In this notebook, we will run an initial experiment using SELM. We will load the dataset, train the model, and evaluate its performance.

## 1. Setup
Import necessary libraries and configurations.

In [1]:
import torch
from transformers import AutoTokenizer, AutoModelForSequenceClassification
from datasets import load_dataset
from torch.utils.data import DataLoader
import yaml

# Load configuration
def load_config(config_path):
    with open(config_path, 'r') as f:
        return yaml.safe_load(f)

config = load_config('../config/training_config.yaml')
model_name = config['model_name']
dataset_name = config['dataset_name']
dataset_config_name = config['dataset_config_name']
max_seq_length = config['max_seq_length']
batch_size = config['batch_size']
num_epochs = config['num_epochs']

# Print configuration
print("Configuration:")
print(config)


## 2. Load Data
Load and preprocess the dataset.

In [2]:
# Load tokenizer and dataset
tokenizer = AutoTokenizer.from_pretrained(model_name)
dataset = load_dataset(dataset_name, dataset_config_name)

# Tokenize dataset
def tokenize_fn(examples):
    return tokenizer(examples['sentence'], padding='max_length', truncation=True, max_length=max_seq_length)

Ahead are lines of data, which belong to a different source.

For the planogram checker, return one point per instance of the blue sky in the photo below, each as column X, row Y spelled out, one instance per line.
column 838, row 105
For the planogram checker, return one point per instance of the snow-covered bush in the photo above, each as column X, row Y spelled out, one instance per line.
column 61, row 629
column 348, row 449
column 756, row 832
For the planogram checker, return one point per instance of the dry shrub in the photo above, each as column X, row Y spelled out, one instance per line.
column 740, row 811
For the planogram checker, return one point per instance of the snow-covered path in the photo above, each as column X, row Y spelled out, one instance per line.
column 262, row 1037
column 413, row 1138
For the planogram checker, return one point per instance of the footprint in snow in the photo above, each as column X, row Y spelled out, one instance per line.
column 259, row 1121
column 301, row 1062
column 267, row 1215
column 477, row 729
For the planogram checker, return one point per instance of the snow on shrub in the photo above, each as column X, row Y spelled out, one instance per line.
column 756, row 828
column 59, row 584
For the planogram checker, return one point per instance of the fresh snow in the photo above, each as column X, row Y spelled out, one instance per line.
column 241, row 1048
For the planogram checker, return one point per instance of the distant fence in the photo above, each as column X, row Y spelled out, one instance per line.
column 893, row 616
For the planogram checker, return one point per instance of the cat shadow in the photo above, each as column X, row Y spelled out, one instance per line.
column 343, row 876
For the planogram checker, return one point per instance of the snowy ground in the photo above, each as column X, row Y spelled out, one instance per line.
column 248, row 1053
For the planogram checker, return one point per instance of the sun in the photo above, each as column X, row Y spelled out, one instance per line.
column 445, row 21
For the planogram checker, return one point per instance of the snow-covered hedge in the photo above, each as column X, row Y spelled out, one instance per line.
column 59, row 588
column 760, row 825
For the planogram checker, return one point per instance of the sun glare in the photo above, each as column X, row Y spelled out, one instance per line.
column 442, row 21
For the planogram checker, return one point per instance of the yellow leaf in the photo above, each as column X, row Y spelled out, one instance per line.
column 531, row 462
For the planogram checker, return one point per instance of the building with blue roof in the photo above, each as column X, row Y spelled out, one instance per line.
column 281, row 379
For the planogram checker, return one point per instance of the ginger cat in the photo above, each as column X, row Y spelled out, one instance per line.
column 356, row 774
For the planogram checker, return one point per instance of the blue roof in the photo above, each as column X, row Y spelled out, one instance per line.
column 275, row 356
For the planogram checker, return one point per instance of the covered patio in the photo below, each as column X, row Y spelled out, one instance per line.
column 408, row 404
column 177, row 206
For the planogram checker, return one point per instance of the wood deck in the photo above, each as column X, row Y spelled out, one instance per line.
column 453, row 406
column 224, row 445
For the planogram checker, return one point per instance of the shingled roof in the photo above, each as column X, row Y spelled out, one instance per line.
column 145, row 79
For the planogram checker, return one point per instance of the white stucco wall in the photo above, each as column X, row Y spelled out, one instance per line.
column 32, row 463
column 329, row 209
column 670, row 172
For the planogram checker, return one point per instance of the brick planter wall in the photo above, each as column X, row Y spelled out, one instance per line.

tokenized_dataset = dataset.map(tokenize_fn, batched=True)
train_dataset = tokenized_dataset['train']
test_dataset = tokenized_dataset['test']

# Create dataloaders
train_dataloader = DataLoader(train_dataset, batch_size=batch_size, shuffle=True)
test_dataloader = DataLoader(test_dataset, batch_size=batch_size)


## 3. Train the Model
Define the model, optimizer, and training loop.

In [3]:
device = torch.device('cuda' if torch.cuda.is_available() else 'cpu')

# Load model
model = AutoModelForSequenceClassification.from_pretrained(model_name, num_labels=config['num_labels'])
model.to(device)

# Define optimizer and loss function
optimizer = torch.optim.AdamW(model.parameters(), lr=config['learning_rate'])
criterion = torch.nn.CrossEntropyLoss()

# Training loop
for epoch in range(num_epochs):
    model.train()
    total_loss = 0
    for batch in train_dataloader:
        inputs, labels = batch['input_ids'].to(device), batch['labels'].to(device)
        optimizer.zero_grad()
        outputs = model(inputs)
        loss = criterion(outputs.logits, labels)
        loss.backward()
        optimizer.step()
        total_loss += loss.item()
    print(f'Epoch {epoch + 1}/{num_epochs}, Loss: {total_loss / len(train_dataloader)}')


## 4. Evaluate the Model
Evaluate the model's performance on the test set.

In [4]:
from sklearn.metrics import accuracy_score

# Evaluation
model.eval()
all_preds = []
all_labels = []

with torch.no_grad():
    for batch in test_dataloader:
        inputs, labels = batch['input_ids'].to(device), batch['labels'].to(device)
        outputs = model(inputs)
        preds = torch.argmax(outputs.logits, dim=1)
        all_preds.extend(preds.cpu().numpy())
        all_labels.extend(labels.cpu().numpy())

accuracy = accuracy_score(all_labels, all_preds)
print(f'Test Accuracy: {accuracy:.4f}')


## 5. Save the Model
Save the trained model and tokenizer for future use.

In [5]:
model.save_pretrained('model_output/trained_model/')
tokenizer.save_pretrained('model_output/trained_model/')
print('Model and tokenizer saved to model_output/trained_model/')